Philip adds that the policy’s unfairness and arbitrary nature are shown by the fact that her sister still lives in the UK and receives a full uprated pension.
During a House of Lords debate in May, the Conservative life peer Lord Randall of Uxbridge described the frozen pensions policy as an injustice that “affects many of the Windrush generation and many others, too, throughout the world”.
In the past, ministers have conceded that the rules are illogical. However, they argue it would be too expensive to uprate the pensions of those affected – estimates suggest more than £500m a year – and money should be targeted at the poorest pensioners in the UK.
A government spokesperson says: “This issue of pensions is completely unrelated to issues experienced by the Windrush generation.
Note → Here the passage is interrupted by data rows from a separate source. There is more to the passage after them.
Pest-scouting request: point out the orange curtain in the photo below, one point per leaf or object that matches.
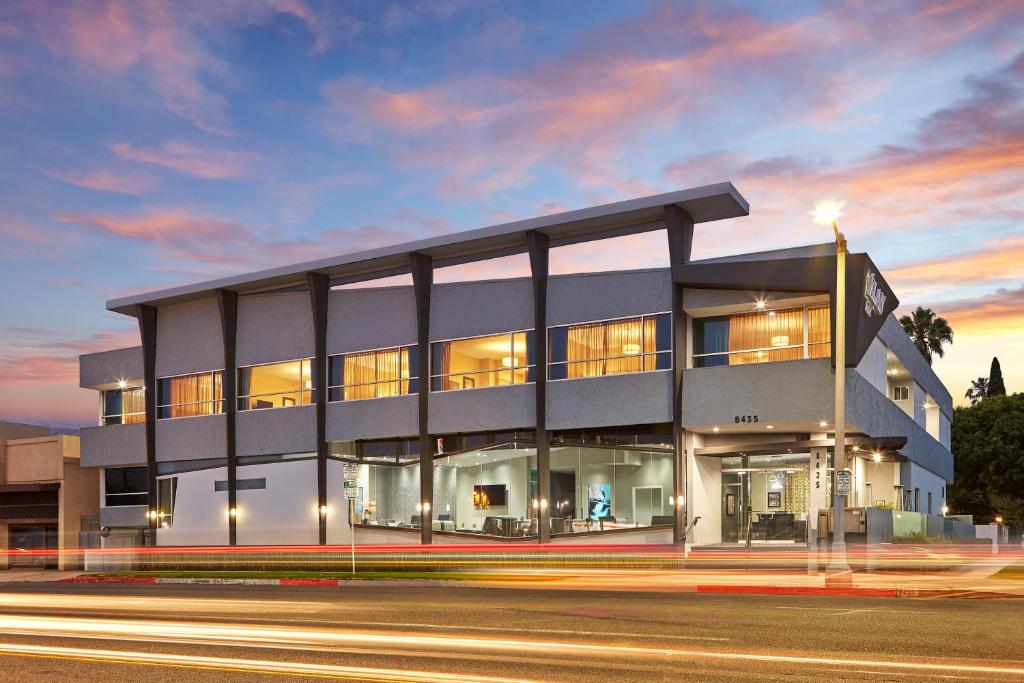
(769, 333)
(586, 350)
(818, 333)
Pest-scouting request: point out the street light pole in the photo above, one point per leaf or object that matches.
(828, 212)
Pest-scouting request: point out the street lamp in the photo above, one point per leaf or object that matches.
(827, 213)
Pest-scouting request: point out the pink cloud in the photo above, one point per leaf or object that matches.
(197, 161)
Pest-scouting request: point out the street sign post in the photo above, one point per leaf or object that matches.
(844, 481)
(351, 487)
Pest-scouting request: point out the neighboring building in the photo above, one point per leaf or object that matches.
(642, 399)
(45, 498)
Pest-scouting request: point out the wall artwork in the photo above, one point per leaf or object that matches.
(599, 501)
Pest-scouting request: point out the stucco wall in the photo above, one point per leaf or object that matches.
(777, 392)
(275, 430)
(188, 338)
(375, 418)
(472, 309)
(583, 298)
(392, 310)
(192, 438)
(615, 399)
(273, 327)
(114, 445)
(103, 370)
(480, 410)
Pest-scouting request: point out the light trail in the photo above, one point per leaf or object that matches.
(249, 636)
(247, 666)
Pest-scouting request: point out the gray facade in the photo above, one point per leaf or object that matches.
(792, 398)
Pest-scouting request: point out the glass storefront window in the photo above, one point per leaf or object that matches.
(762, 337)
(189, 395)
(610, 347)
(389, 372)
(482, 361)
(123, 407)
(275, 385)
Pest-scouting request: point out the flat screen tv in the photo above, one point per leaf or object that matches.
(486, 496)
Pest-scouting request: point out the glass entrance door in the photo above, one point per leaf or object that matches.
(765, 498)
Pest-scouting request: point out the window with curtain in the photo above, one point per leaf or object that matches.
(387, 372)
(763, 336)
(189, 395)
(275, 385)
(610, 347)
(123, 407)
(126, 485)
(482, 361)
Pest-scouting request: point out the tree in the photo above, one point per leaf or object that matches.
(995, 385)
(978, 390)
(988, 460)
(928, 332)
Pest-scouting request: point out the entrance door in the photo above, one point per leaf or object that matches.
(646, 504)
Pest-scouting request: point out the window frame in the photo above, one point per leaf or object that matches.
(805, 343)
(242, 400)
(512, 370)
(341, 387)
(641, 355)
(219, 402)
(103, 416)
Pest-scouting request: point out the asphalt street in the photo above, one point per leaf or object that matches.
(66, 632)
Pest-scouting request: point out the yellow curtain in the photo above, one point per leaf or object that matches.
(765, 335)
(818, 333)
(133, 406)
(586, 350)
(624, 341)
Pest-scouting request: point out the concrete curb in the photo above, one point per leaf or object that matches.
(720, 589)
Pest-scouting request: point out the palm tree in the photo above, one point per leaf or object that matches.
(978, 390)
(928, 332)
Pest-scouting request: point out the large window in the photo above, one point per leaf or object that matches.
(388, 372)
(275, 385)
(787, 334)
(126, 485)
(610, 347)
(189, 395)
(123, 407)
(482, 361)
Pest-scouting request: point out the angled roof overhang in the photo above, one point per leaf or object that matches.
(640, 215)
(869, 300)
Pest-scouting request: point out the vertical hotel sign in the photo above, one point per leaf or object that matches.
(875, 298)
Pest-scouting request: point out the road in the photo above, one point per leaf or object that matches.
(58, 632)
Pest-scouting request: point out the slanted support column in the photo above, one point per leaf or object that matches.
(227, 302)
(538, 245)
(320, 291)
(423, 279)
(679, 226)
(147, 331)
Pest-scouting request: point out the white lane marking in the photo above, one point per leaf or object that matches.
(260, 666)
(247, 635)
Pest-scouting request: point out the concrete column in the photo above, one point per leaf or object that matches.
(320, 291)
(423, 280)
(147, 329)
(227, 302)
(679, 226)
(538, 245)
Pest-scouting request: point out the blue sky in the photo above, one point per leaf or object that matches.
(144, 144)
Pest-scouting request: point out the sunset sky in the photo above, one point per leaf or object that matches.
(145, 144)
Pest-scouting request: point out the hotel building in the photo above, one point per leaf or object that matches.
(302, 404)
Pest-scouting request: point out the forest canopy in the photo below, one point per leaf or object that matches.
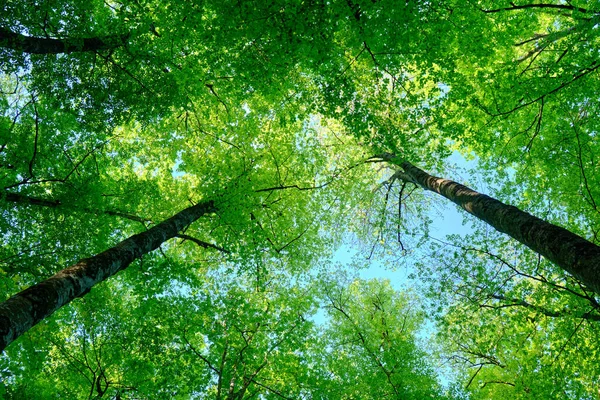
(182, 179)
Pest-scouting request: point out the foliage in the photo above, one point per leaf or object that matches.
(274, 109)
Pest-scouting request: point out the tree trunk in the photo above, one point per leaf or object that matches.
(569, 251)
(27, 308)
(35, 45)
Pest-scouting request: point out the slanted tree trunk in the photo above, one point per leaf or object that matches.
(27, 308)
(569, 251)
(36, 45)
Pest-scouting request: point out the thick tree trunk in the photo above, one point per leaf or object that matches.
(27, 308)
(569, 251)
(35, 45)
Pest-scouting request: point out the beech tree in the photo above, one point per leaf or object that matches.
(117, 116)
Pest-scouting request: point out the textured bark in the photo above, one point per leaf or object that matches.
(569, 251)
(27, 308)
(35, 45)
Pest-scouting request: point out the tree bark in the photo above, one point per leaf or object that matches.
(25, 309)
(569, 251)
(36, 45)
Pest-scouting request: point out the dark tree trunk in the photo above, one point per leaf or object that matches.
(569, 251)
(27, 308)
(35, 45)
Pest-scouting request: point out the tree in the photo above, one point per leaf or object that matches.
(569, 251)
(140, 109)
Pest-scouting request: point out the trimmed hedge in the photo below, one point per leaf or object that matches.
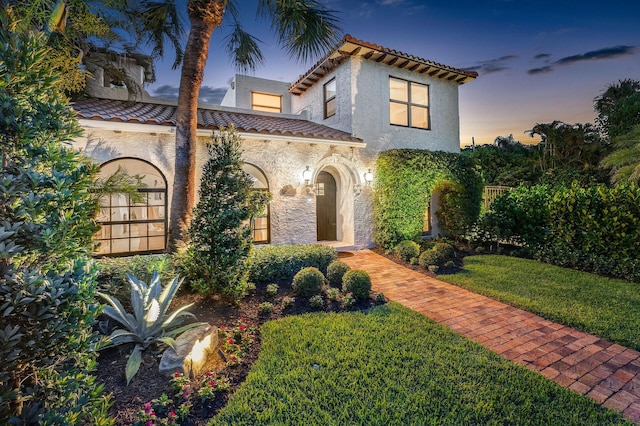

The government continues to uprate state pensions overseas where there is a legal requirement to do so – for example, in countries where there is a reciprocal agreement that allows for uprating.”
The spokesperson added: “We are determined to right the wrongs of the Windrush generation, which is why the home secretary is driving change to implement the findings of the Lessons Learned review to ensure nothing like this will happen again.”
How the policy works
The UK’s frozen pensions policy dates back to just after the second world war and has been a source of complaints for decades.
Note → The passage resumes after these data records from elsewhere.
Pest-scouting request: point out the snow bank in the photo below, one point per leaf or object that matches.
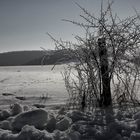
(37, 118)
(64, 124)
(16, 109)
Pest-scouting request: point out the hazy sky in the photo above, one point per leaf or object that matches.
(24, 23)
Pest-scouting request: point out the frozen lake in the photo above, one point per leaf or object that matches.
(32, 82)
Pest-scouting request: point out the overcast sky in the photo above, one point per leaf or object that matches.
(24, 23)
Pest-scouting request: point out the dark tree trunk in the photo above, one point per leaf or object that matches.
(105, 99)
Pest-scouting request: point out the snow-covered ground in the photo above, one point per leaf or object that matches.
(32, 82)
(23, 89)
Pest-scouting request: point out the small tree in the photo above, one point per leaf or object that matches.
(104, 70)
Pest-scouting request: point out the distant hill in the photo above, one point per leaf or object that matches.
(33, 58)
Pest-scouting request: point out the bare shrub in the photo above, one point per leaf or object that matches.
(104, 72)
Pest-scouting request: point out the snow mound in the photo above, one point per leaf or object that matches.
(135, 136)
(5, 125)
(31, 133)
(16, 109)
(78, 115)
(4, 114)
(51, 124)
(63, 124)
(37, 118)
(136, 116)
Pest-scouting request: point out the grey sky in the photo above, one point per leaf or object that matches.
(24, 23)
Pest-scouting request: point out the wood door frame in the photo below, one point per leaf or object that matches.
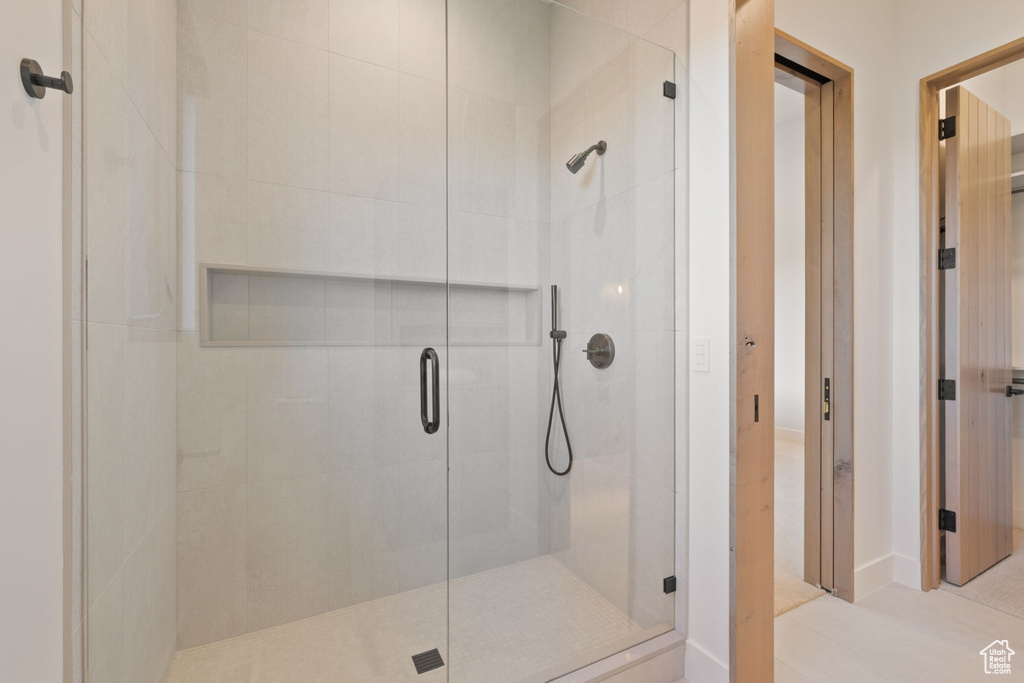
(828, 313)
(931, 560)
(752, 486)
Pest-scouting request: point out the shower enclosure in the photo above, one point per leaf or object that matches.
(320, 239)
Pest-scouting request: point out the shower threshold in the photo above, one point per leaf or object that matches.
(532, 621)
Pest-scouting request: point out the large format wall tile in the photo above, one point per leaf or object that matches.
(422, 143)
(288, 226)
(387, 530)
(212, 82)
(367, 31)
(481, 46)
(104, 512)
(104, 167)
(287, 556)
(151, 67)
(287, 399)
(287, 113)
(231, 11)
(107, 637)
(212, 401)
(151, 247)
(215, 216)
(150, 585)
(481, 142)
(365, 129)
(151, 421)
(423, 39)
(211, 560)
(107, 24)
(304, 22)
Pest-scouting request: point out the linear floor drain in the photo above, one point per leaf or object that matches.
(427, 660)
The general position is that the state pension is payable overseas but, where someone is not “ordinarily resident” in the UK, there is no entitlement to an annual increase. Their pension is frozen at the rate on the date they left the UK or when they became entitled to it if they were living abroad at the time.
However, increases are payable to pensioners living in countries with which the UK government has a “reciprocal social security agreement” that provides for them, as well as those living in the European Economic Area (EEA), plus Switzerland and Gibraltar.
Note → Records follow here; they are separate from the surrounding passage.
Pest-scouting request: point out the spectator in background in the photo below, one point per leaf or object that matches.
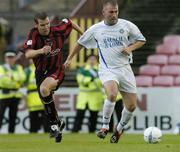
(34, 104)
(12, 77)
(5, 36)
(90, 95)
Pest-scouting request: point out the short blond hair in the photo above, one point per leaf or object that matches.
(112, 2)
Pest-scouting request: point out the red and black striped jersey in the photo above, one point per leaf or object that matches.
(58, 34)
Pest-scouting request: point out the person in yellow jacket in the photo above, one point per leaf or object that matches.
(12, 77)
(90, 94)
(36, 109)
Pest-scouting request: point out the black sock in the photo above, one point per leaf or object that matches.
(50, 108)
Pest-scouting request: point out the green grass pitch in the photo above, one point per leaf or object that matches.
(85, 143)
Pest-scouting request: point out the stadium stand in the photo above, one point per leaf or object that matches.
(174, 59)
(149, 70)
(177, 81)
(163, 81)
(144, 81)
(157, 60)
(173, 70)
(164, 66)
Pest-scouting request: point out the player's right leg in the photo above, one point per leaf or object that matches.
(111, 88)
(129, 106)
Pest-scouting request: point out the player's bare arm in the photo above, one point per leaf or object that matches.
(132, 47)
(76, 27)
(75, 51)
(34, 53)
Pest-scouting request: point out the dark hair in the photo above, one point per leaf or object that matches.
(92, 55)
(112, 2)
(41, 15)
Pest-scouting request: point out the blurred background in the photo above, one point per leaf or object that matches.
(156, 65)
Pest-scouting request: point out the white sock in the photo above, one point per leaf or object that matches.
(126, 116)
(108, 109)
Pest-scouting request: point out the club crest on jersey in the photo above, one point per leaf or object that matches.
(53, 52)
(121, 31)
(29, 42)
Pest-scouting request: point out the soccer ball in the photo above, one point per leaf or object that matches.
(152, 135)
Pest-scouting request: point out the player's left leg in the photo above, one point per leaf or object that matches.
(130, 100)
(46, 88)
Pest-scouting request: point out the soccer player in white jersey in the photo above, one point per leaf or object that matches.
(115, 39)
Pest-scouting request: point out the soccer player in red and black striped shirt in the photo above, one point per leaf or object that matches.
(44, 46)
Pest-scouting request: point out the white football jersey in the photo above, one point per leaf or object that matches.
(110, 40)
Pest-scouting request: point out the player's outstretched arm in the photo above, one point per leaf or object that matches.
(76, 27)
(132, 47)
(34, 53)
(75, 51)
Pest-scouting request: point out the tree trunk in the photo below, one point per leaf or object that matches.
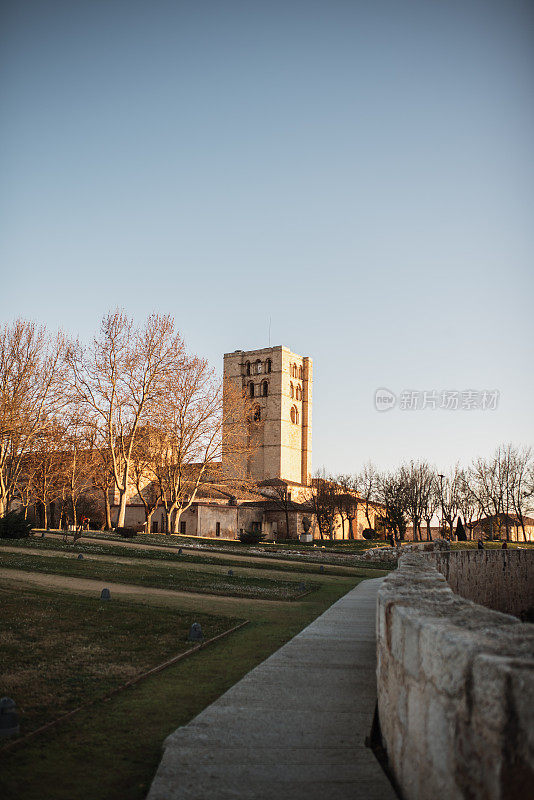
(288, 534)
(107, 508)
(122, 509)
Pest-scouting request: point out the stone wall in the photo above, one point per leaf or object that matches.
(455, 688)
(499, 579)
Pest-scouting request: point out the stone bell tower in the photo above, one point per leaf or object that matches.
(278, 384)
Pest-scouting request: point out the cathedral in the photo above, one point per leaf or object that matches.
(275, 497)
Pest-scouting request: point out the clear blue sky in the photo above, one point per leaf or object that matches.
(361, 172)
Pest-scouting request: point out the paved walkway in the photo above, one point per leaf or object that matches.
(294, 727)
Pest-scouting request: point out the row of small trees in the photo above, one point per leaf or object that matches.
(500, 487)
(131, 408)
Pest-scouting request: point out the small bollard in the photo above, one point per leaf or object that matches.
(9, 719)
(195, 633)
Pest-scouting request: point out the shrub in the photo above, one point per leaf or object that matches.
(251, 537)
(128, 533)
(14, 526)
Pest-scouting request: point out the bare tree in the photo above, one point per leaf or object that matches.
(392, 493)
(520, 488)
(368, 482)
(144, 476)
(192, 432)
(419, 479)
(324, 503)
(31, 384)
(48, 458)
(449, 488)
(280, 495)
(432, 504)
(121, 381)
(346, 501)
(468, 505)
(489, 480)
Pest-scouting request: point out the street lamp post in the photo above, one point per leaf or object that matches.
(441, 477)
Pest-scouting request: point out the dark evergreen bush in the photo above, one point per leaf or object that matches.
(14, 526)
(128, 533)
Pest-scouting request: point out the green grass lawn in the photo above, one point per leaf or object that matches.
(158, 576)
(111, 750)
(60, 651)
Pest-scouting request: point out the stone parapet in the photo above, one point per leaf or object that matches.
(455, 688)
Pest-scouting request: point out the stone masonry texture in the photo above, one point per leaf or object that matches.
(456, 679)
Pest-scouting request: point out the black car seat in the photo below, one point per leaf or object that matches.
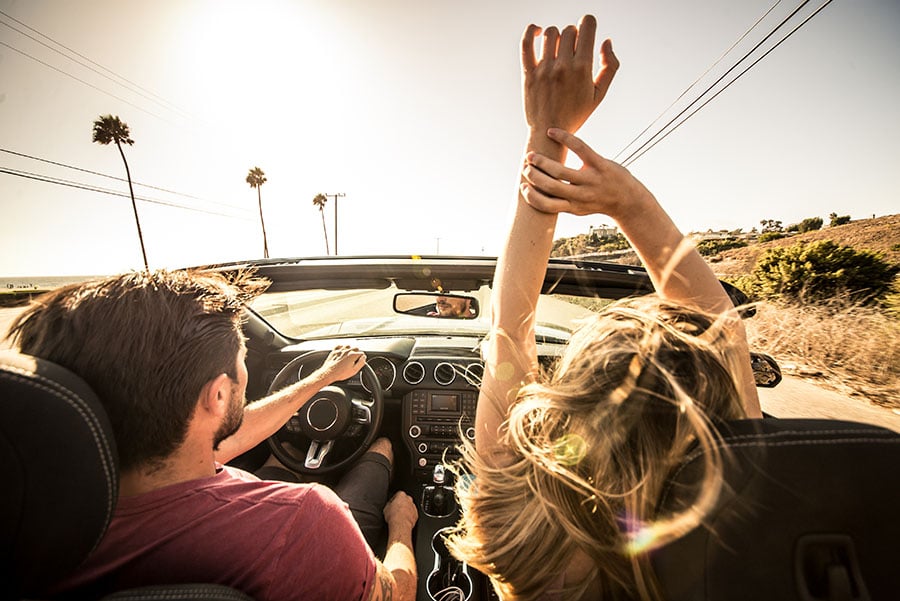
(60, 481)
(808, 512)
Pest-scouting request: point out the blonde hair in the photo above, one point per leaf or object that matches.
(593, 442)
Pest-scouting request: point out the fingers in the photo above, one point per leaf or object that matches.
(550, 43)
(543, 202)
(576, 145)
(528, 60)
(587, 30)
(543, 166)
(609, 64)
(567, 42)
(351, 353)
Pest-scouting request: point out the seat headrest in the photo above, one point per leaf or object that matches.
(60, 471)
(804, 500)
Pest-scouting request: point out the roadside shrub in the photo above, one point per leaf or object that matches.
(810, 224)
(714, 247)
(769, 236)
(855, 347)
(891, 301)
(837, 220)
(818, 270)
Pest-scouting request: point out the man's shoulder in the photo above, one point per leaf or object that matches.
(237, 484)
The current list on the Department for Work and Pensions website includes Barbados, Bermuda, Bosnia-Herzegovina, Israel, Jamaica, Kosovo, Mauritius, Montenegro, North Macedonia, the Philippines, Serbia, Turkey and the US.
Confusingly, although the UK has social security agreements with Canada and New Zealand, you cannot get a yearly increase in your UK state pension if you live in either of those countries.
If a country does not appear in any of those categories, the UK state pension is not annually uprated there.
Criticism of the policy began to build during the early 1960s and over the years there have been legal challenges and campaigns but nothing has managed to overturn the status quo.
The government has said that post Brexit it will continue to annually increase UK state pensions for Britons living in the EEA or Switzerland by 31 December 2020 for “as long as they continue living there”.
However, the picture is a lot less clear for those who move to an EEA country or Switzerland from 1 January 2021 onwards, as this is part of the current negotiations with the EU.
What you can get elsewhere
If you move to a country where the UK state pension does not increase, you may find you are entitled to a pension or other benefits under its own system. But the rules can be fiendishly complicated and there will often be restrictions on what you can get.
For example, in Australia there is the Age Pension for those aged 66-plus but this is means-tested and British migrants are not eligible until they have been an Australian resident for at least 10 years. The maximum basic rate for a single person is A$860.60 (£478) a fortnight but the income and assets tests carried out may well greatly reduce what you receive.
In Canada the Old Age Security (OAS) pension is a monthly payment available to those aged 65-plus who meet the country’s legal status and residence requirements. To get it, you need to have lived in Canada for at least 10 years since the age of 18. What you receive will depend on how long you have lived there after the age of 18. For example, if you have lived there for 40 years or more, you will qualify for the full OAS pension.